But a neuron is more than just an input-output state machine, it's affected by levels of oxygen, glucose, and any number of hormones, proteins, and other chemicals in the bloodstream. An adult human's neurons are each individually shaped by their entire existence up to that point. Alcohol consumption, sun exposure, antidepressant medication, hydration levels, exercise levels. It all affects how they work.

And that's just one neuron. Simulating the brain as a solution to this problem is, I think, out of the question.

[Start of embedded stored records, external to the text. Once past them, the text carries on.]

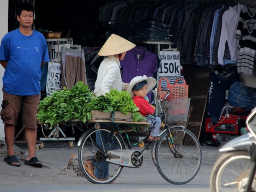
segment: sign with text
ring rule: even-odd
[[[163,51],[159,53],[161,60],[159,76],[180,76],[179,51]]]
[[[48,63],[46,95],[51,96],[52,92],[62,89],[60,64],[53,62]]]
[[[70,48],[70,44],[62,44],[59,45],[59,61],[60,61],[61,60],[61,53],[60,50],[62,47],[67,47]],[[58,50],[58,45],[48,45],[48,52],[49,53],[49,57],[50,60],[57,61]]]

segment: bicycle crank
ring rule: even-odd
[[[141,154],[141,152],[135,150],[110,150],[106,156],[106,161],[124,167],[138,168],[143,162],[143,156],[138,158]]]

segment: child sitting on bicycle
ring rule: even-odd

It wasn't necessary to simulate a feather in bird's wing in order to fly. In fact, practical flight really only happened once people started taking away features observed in nature.

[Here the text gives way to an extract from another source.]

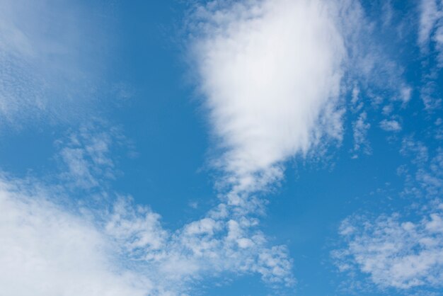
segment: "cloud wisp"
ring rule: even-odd
[[[228,185],[260,190],[322,137],[340,139],[345,50],[335,5],[214,1],[195,9],[192,53]]]
[[[2,0],[0,123],[78,120],[98,96],[108,40],[93,8],[68,1]],[[39,120],[40,122],[40,120]]]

Defining a computer in terms of transistors and logic gates is analagous to defining a brain in terms of neurons and synapses.

You arbitrarily impose limits in the definition of a computer and lift those limits in definition of a brain.


>An adult human's neurons are each individually shaped by their entire existence up to that point. Alcohol consumption, sun exposure, antidepressant medication, hydration levels, exercise levels. It all affects how they work.

Possibly, but why on Earth would you want to simulate that? Just simulate what the neuron is supposed to be doing or would be doing under ideal circumstances.


> Just simulate what the neuron is supposed to be doing or would be doing under ideal circumstances.

We still don't know that either.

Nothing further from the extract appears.